Three days ago, my Chinese friend introduced me to download WeChat app on my IPhone. Jian, my Chinese friend who works in Hangzhou city, told me that his middle-aged bosses were all using WeChat and many people who were frequent users of Sina Weibo now prioritised using WeChat. My mum was over the moon when I told her I downloaded WeChat. Apparently she and my aunts had been using WeChat for a few months. They mainly use the voice message function as they see it as an alterative to making phone calls. For my mum’s generation (60 and plus), the benefit here is ‘free’. They might only be saving a few pennies but still this benefit pushed them to learn new technology. Now my mum doesn’t have to rely on me calling her—she can leave me voice messages to communicate whenever she wants without the constraint of time difference. For their generation who have suffered poverty and famine in the 50s and 60s, the benefit of free service means a lot even they are now living fairly well-off.

WeChat has the social function of ‘Look Around’ and ‘Shake’. ‘Look Around’ enables you to see a list of people who have their internet and GPS on ranging by their distance from you. ‘Shake’ is for when you shake your phone, it displays users who are also shaking their phone at the time, regardless of their location. The benefit here is to make new friends. As the users of WeChat in the UK are mainly Chinese students at the moment, the location function help them ‘look around’ and find people they want to make friends with. WeChat ‘moments’ allows updating status with a picture and ‘what’s up’ allows users update their status by texts. This all helps users choose whom to chat and make friends with.

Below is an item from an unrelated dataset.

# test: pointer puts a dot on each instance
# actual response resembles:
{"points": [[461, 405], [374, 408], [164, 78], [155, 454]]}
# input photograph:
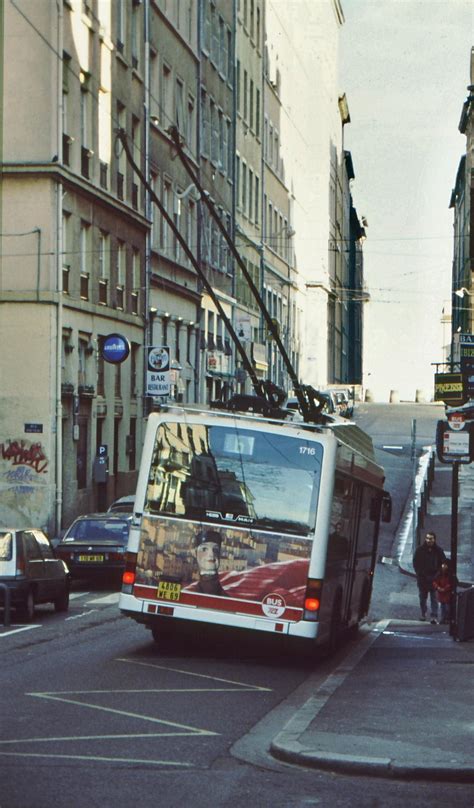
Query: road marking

I can see the potential benefit of dating using WeChat. As the purpose of ‘shake’ is to connect to people to socialise, you know the other person also wants to socialise and probably are single. As for the ‘look around’ function, users can set up their profile clearly implying ‘looking for a date’ or ‘I’m single’. Yu, my Chinese friend who introduced me this app, said WeChat has been used by Chinese students in the UK to look for one-night-stands. She showed her list of people in ‘look around’ and I saw a couple of guys’ profiles with a big and clear profile pictures and statuses listed as ‘lonely’ or ‘I want you’. There were also girls’ pictures showing cleavage or having a flirtatious expression. The convenience of dating/mating also thanks to the location function that list users from closest distance to further away. People, who want to use WeChat to connect to friends and family rather than dating or getting harassed by random messages, can always have a profile picture of landscape or something rather than their faces, and turn off their GPS. This is what Yu has been doing since she got a boyfriend, her profile photo is now an object and in this way, no random guys would chat her up.

If more people in the UK know about WeChat the benefits of making friends with people who are near you, I can see it take over dating websites. Unlike dating website, the light-heart of ‘social’ takes the pressure off ‘dating’ and people can build up connections and feelings along with chatting. This is similar as ‘chat room’ which were popular over a decade ago. Instead, you could also see pictures and status which is similar as Facebook.

I could see this app get mass popularity in the UK. It can definitely help many lonely hearts to connect and communicate with others and who knows, there might be a few happy endings!